There’s nothing wrong with Kena’s story, but it feels incongruous with what you’re actually doing in the game. In 2021, you’d expect a journey to settle someone’s soul would include some kind of exploration of those concepts in a gameplay sense, not arrow shooting puzzles and “lift the thing and put it here” ephemera.
Kena’s story attempts to broach sentimentality are also incredibly hollow. Not enough time is spent with any character to become truly invested in them. It’s perhaps a byproduct of the general boredom that sets in as you repeat the same tasks over and over that we found the story difficult to actually recall, despite how basic and formulaic it is.
While the cutscenes throughout the game are very visually impressive, the performances and writing are more like something you’d see in a B-tier Illumination animation, the game less attempting to tug at your heartstrings, and more to rip them away from you. We got a few laughs out of the dialogue, but any kind of emotional resonance was lost.

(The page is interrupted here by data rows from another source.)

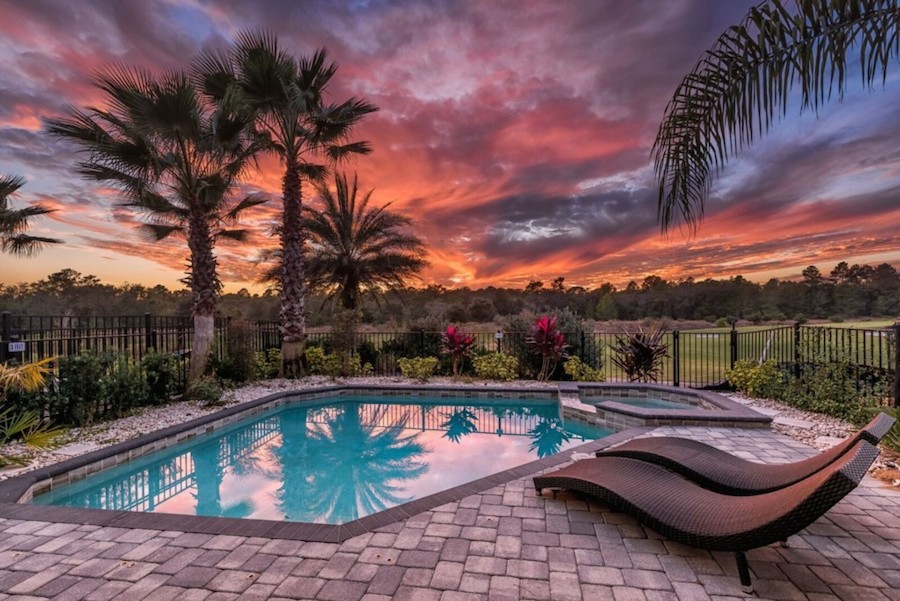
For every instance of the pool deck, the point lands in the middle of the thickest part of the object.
(503, 543)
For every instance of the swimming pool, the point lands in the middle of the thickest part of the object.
(331, 460)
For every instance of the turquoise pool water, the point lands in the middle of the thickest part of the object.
(331, 462)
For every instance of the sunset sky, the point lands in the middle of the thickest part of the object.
(516, 134)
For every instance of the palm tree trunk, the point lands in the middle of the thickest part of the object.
(205, 289)
(293, 285)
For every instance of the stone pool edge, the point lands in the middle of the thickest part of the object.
(17, 491)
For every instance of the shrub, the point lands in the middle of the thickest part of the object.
(761, 380)
(496, 366)
(238, 362)
(418, 368)
(833, 387)
(548, 342)
(458, 345)
(162, 375)
(582, 372)
(80, 396)
(640, 354)
(206, 389)
(267, 364)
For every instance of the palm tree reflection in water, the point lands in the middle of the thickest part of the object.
(548, 436)
(343, 468)
(459, 423)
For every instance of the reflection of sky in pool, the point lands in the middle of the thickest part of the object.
(331, 462)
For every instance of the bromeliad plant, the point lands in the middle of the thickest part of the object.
(548, 342)
(458, 345)
(640, 354)
(26, 426)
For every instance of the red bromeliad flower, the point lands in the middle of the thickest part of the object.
(457, 344)
(548, 342)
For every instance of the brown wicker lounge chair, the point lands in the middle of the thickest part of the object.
(689, 514)
(723, 472)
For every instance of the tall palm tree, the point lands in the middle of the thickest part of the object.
(354, 248)
(742, 84)
(14, 222)
(288, 97)
(177, 159)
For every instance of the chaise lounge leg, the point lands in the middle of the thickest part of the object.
(744, 572)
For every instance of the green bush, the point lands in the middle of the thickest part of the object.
(761, 380)
(496, 366)
(162, 375)
(80, 398)
(267, 364)
(418, 368)
(333, 365)
(206, 389)
(582, 372)
(833, 388)
(892, 438)
(124, 389)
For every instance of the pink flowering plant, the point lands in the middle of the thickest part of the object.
(458, 345)
(549, 342)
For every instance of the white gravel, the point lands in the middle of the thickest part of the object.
(148, 419)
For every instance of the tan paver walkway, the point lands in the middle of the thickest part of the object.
(505, 543)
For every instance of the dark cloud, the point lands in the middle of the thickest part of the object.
(516, 133)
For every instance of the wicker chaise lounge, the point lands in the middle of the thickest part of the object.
(723, 472)
(692, 515)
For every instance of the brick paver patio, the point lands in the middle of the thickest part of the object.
(506, 543)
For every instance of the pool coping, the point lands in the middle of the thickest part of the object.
(15, 492)
(724, 412)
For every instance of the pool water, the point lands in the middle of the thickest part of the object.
(333, 461)
(651, 403)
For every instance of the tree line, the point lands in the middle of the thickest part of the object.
(847, 291)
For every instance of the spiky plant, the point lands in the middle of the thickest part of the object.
(741, 85)
(640, 354)
(177, 160)
(459, 345)
(548, 342)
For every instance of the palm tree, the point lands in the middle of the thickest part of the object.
(177, 160)
(14, 222)
(741, 85)
(354, 248)
(287, 96)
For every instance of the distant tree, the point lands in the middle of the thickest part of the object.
(177, 160)
(742, 85)
(14, 222)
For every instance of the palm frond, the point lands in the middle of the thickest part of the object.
(23, 245)
(741, 86)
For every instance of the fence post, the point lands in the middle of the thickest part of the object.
(5, 334)
(148, 332)
(897, 365)
(676, 351)
(732, 345)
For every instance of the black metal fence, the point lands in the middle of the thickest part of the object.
(695, 358)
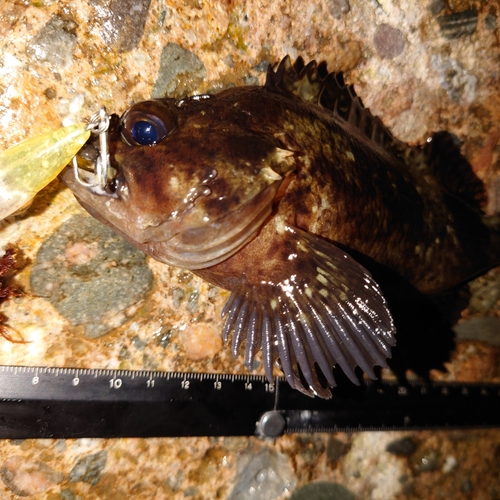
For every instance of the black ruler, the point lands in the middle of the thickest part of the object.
(42, 402)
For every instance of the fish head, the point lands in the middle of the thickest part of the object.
(191, 183)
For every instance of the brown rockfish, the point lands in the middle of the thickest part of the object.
(278, 193)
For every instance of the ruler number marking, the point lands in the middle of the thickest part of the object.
(115, 383)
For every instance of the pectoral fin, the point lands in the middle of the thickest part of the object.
(320, 308)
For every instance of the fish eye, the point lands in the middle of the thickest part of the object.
(147, 123)
(146, 133)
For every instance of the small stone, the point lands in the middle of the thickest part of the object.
(338, 8)
(458, 24)
(262, 66)
(427, 461)
(310, 447)
(458, 82)
(266, 474)
(251, 80)
(90, 274)
(322, 491)
(389, 42)
(54, 43)
(436, 7)
(177, 296)
(123, 28)
(449, 464)
(192, 305)
(405, 446)
(180, 71)
(200, 341)
(88, 469)
(335, 449)
(25, 478)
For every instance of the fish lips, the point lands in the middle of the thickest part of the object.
(186, 241)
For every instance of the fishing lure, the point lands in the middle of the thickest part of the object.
(27, 167)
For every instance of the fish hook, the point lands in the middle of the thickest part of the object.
(98, 125)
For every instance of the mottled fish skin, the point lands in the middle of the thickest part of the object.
(266, 190)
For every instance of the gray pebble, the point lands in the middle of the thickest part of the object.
(180, 71)
(266, 474)
(458, 82)
(54, 43)
(404, 446)
(177, 296)
(88, 469)
(426, 461)
(262, 66)
(322, 491)
(335, 449)
(95, 290)
(389, 42)
(458, 24)
(337, 8)
(123, 28)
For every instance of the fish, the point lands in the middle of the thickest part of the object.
(292, 195)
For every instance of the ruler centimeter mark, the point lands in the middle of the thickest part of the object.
(85, 402)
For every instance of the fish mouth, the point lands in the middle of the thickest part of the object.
(186, 241)
(206, 246)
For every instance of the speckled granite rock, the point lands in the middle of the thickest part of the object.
(415, 64)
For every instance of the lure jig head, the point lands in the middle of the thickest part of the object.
(26, 168)
(98, 125)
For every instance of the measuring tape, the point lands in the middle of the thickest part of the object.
(43, 402)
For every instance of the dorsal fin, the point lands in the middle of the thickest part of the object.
(312, 83)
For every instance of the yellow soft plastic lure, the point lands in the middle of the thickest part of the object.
(29, 166)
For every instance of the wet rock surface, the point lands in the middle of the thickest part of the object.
(179, 72)
(90, 275)
(122, 22)
(60, 61)
(54, 44)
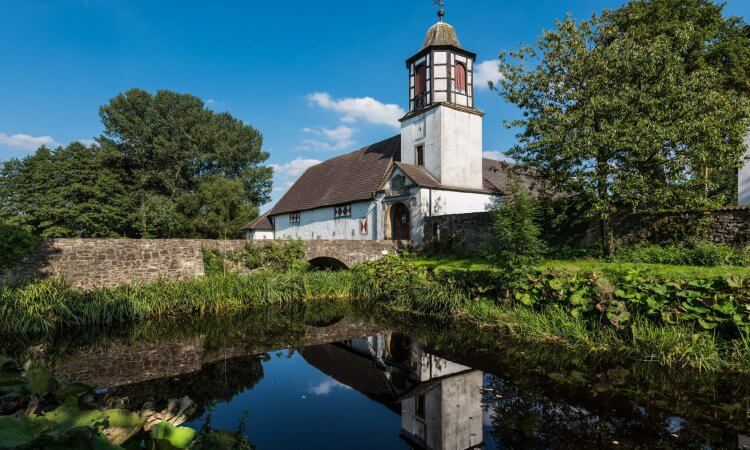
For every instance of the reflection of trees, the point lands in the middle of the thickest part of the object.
(215, 382)
(524, 416)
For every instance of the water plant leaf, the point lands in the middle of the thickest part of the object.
(41, 381)
(15, 432)
(72, 390)
(6, 363)
(178, 437)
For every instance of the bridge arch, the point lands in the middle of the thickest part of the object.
(327, 263)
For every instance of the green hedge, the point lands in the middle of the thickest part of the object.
(721, 304)
(698, 253)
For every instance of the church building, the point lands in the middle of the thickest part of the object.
(433, 167)
(385, 190)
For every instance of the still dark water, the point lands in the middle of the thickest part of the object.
(328, 380)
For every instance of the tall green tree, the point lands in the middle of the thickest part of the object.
(165, 166)
(634, 109)
(67, 192)
(170, 144)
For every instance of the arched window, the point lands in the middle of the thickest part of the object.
(460, 77)
(420, 80)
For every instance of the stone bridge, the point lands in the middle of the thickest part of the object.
(88, 263)
(347, 253)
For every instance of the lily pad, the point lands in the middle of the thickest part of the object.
(178, 437)
(15, 432)
(41, 381)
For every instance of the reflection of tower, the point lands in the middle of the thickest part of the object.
(444, 412)
(439, 400)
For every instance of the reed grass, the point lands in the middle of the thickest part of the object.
(46, 305)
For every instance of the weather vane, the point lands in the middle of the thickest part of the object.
(441, 11)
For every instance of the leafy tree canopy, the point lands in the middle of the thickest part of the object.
(640, 108)
(165, 166)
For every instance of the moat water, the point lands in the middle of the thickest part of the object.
(327, 379)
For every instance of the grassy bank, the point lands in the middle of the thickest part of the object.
(46, 305)
(698, 323)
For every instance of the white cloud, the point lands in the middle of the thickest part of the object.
(335, 139)
(496, 155)
(486, 71)
(284, 175)
(26, 142)
(326, 386)
(87, 142)
(362, 108)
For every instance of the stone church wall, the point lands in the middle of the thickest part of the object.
(459, 233)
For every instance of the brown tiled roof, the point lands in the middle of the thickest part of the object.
(441, 34)
(419, 175)
(261, 223)
(344, 179)
(356, 176)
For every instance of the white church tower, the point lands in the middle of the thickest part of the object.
(442, 130)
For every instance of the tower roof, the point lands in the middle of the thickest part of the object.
(441, 34)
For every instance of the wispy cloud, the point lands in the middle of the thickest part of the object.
(326, 386)
(26, 142)
(486, 71)
(327, 139)
(366, 109)
(284, 175)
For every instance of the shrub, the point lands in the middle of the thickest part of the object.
(516, 243)
(276, 255)
(15, 243)
(695, 253)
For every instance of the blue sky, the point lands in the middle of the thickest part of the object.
(316, 78)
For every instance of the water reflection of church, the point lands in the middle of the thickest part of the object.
(439, 401)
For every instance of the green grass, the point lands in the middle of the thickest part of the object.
(615, 269)
(677, 346)
(46, 305)
(473, 262)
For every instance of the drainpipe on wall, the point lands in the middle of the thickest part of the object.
(430, 214)
(743, 184)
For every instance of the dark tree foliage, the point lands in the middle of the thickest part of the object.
(165, 166)
(636, 109)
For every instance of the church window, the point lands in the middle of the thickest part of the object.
(460, 77)
(419, 155)
(341, 211)
(420, 80)
(419, 407)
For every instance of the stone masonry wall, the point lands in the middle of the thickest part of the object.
(459, 233)
(729, 226)
(89, 263)
(464, 233)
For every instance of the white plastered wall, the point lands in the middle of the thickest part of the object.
(744, 177)
(452, 142)
(421, 200)
(320, 224)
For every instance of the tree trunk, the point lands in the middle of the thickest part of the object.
(607, 234)
(605, 221)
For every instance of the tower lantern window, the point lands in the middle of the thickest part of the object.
(460, 77)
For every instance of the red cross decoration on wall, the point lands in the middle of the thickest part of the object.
(342, 211)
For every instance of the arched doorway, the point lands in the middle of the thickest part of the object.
(400, 222)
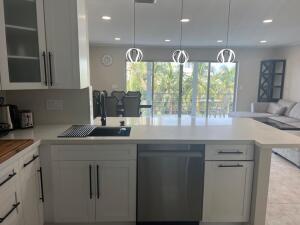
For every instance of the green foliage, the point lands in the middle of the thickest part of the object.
(166, 86)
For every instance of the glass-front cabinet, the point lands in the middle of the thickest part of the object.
(23, 45)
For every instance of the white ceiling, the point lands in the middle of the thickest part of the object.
(160, 21)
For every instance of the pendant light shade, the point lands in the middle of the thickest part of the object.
(134, 54)
(180, 56)
(227, 55)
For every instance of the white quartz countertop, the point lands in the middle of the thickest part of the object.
(166, 129)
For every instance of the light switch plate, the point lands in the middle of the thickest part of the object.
(54, 105)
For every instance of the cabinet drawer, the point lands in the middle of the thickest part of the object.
(227, 191)
(29, 159)
(8, 178)
(10, 208)
(93, 152)
(229, 152)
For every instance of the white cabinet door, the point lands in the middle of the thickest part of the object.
(22, 44)
(65, 54)
(10, 201)
(115, 191)
(227, 191)
(73, 193)
(10, 209)
(30, 191)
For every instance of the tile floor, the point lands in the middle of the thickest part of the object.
(284, 193)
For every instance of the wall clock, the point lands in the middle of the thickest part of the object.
(107, 60)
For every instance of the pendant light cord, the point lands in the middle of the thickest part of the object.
(228, 23)
(134, 23)
(181, 16)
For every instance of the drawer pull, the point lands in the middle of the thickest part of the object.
(8, 178)
(40, 171)
(90, 179)
(98, 185)
(230, 152)
(33, 158)
(230, 166)
(14, 206)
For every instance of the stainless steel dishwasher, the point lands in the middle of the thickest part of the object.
(170, 183)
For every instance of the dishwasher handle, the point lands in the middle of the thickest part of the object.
(170, 154)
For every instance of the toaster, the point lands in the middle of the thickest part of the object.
(26, 119)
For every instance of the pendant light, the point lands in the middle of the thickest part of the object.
(134, 54)
(180, 56)
(227, 55)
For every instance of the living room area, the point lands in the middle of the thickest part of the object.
(262, 82)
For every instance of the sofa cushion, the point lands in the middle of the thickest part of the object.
(284, 119)
(295, 111)
(275, 108)
(288, 104)
(249, 115)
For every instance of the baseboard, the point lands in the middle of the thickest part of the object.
(281, 156)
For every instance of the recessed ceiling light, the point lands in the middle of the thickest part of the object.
(185, 20)
(268, 21)
(106, 17)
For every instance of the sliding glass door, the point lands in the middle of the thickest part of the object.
(204, 89)
(166, 88)
(194, 88)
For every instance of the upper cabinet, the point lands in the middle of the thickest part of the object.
(44, 44)
(22, 44)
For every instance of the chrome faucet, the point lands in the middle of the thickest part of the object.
(102, 108)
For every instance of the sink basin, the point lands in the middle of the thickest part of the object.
(110, 131)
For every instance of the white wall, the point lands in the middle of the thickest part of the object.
(76, 105)
(114, 76)
(292, 72)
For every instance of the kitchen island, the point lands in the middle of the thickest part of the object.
(244, 143)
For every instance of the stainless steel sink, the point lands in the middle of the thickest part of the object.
(110, 131)
(95, 131)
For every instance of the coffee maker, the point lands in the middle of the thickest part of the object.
(9, 116)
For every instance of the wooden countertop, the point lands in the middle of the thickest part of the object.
(9, 148)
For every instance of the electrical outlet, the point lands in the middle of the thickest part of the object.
(54, 105)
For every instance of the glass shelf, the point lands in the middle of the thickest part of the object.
(20, 27)
(21, 13)
(22, 41)
(22, 57)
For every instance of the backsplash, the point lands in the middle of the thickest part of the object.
(54, 106)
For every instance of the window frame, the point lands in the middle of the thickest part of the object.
(236, 79)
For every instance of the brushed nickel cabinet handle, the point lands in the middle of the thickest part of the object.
(8, 178)
(14, 206)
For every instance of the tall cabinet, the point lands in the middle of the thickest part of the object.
(44, 44)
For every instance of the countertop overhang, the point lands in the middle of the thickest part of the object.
(175, 130)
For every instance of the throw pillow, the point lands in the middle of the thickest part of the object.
(275, 108)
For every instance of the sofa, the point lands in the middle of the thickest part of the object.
(284, 111)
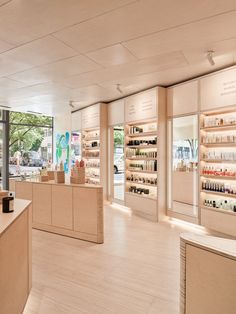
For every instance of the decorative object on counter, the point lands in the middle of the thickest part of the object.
(219, 120)
(63, 150)
(59, 176)
(6, 204)
(219, 187)
(224, 204)
(78, 173)
(3, 194)
(183, 166)
(43, 175)
(219, 155)
(221, 171)
(50, 174)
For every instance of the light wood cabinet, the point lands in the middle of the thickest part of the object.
(15, 258)
(42, 203)
(85, 219)
(67, 209)
(62, 215)
(208, 275)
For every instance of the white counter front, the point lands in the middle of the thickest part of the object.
(74, 210)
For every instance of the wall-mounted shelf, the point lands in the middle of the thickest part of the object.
(225, 134)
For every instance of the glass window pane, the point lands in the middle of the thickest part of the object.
(184, 165)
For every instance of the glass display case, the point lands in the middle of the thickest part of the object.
(75, 147)
(184, 174)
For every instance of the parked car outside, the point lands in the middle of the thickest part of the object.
(119, 164)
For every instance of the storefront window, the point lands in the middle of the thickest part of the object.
(30, 143)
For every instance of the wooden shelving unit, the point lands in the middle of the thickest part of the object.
(217, 157)
(94, 145)
(136, 134)
(145, 146)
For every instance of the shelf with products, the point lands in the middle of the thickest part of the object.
(218, 161)
(91, 154)
(141, 159)
(142, 195)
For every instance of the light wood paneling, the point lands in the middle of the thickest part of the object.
(210, 282)
(182, 99)
(135, 271)
(42, 203)
(62, 212)
(85, 213)
(15, 265)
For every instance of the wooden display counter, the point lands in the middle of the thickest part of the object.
(68, 209)
(15, 257)
(208, 275)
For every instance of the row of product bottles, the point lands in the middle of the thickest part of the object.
(135, 152)
(93, 154)
(185, 166)
(91, 181)
(149, 165)
(91, 144)
(92, 173)
(142, 142)
(93, 163)
(140, 191)
(219, 120)
(218, 138)
(133, 129)
(218, 171)
(219, 155)
(90, 135)
(141, 179)
(218, 187)
(221, 204)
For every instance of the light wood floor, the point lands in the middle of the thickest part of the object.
(136, 270)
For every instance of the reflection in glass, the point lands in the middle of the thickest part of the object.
(184, 165)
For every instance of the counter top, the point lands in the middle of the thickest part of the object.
(6, 220)
(52, 182)
(222, 246)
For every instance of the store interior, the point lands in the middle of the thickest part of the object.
(117, 157)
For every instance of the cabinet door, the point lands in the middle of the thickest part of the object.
(85, 205)
(23, 190)
(62, 207)
(42, 203)
(210, 282)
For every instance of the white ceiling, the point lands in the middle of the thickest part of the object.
(55, 51)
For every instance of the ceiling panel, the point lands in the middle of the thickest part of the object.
(6, 84)
(118, 72)
(112, 55)
(187, 36)
(57, 70)
(138, 19)
(221, 49)
(22, 21)
(36, 53)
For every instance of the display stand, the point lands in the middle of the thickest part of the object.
(94, 145)
(218, 170)
(144, 150)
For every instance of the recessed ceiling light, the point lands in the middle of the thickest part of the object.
(210, 54)
(119, 89)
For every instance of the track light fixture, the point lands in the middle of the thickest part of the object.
(71, 104)
(210, 54)
(118, 88)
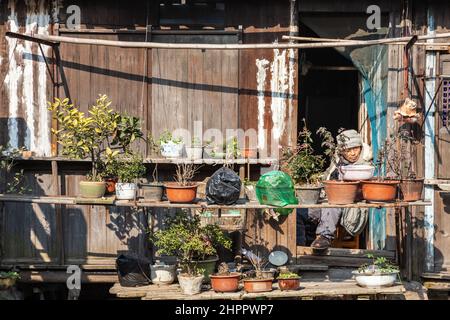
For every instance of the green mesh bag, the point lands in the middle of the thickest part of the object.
(276, 188)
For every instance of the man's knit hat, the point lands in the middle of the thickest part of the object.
(349, 138)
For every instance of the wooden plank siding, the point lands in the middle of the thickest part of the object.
(167, 89)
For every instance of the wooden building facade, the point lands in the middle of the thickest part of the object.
(268, 90)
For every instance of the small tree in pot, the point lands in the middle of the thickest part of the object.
(304, 167)
(183, 190)
(193, 245)
(91, 136)
(129, 168)
(382, 188)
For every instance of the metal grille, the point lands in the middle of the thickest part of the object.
(446, 102)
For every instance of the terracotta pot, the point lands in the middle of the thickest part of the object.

Graphically, Kena is a strange juxtaposition of incredible looking, but jittery pre-rendered cutscenes, and gameplay that manages to achieve a rock-solid framerate, at the behest of some occasionally dated looking environments. The odd dichotomy in visual style is actually down to the intended framerate of the high-fidelity cutscenes. They’re being rendered at 24 frames per second, the standard frame rate for animated films.
This is why when contrasted with the gameplay which is the more familiar, incredibly smooth 60 fps, they appear juddery and slow. However, on a few occasions, we did experience some slow down with the pre-rendered scenes, causing the audio to go out of sync.
Kena: Bridge of Spirits does almost everything it tries to do successfully, we just wish they’d tried a bit more. The combat system is fine, but never elevates itself above basic action-adventure fodder, despite teasing that evolution during the boss encounters.
The visuals of the pre-rendered cutscenes are truly exceptional, and some of the lighting you’ll encounter while exploring will have you scrambling for the photo mode, but the juxtaposition of the two only leads you to focus on which part of the narrative Ember Labs thought were important enough for the expensive cutscenes, and which were not. The Rot are either the cutest characters of 2021 or a hyper cynical attempt to force a mascot into the memory of players, regardless of the quality of the game.
Despite the issues, it manages to make us extremely curious to see what Ember Labs would do to continue this franchise. It feels like the building blocks are there, but on this occasion, they decided to build the safest structure possible.
Kena: Bridge of Spirits is a completely inoffensive, if somewhat bland adventure that will mildly entertain for the duration of its runtime, but won’t live long in the memory.
- Stunning cutscenes
- Enjoyable, if simple combat
- The Rot
- Narrative sentimentality doesn’t land.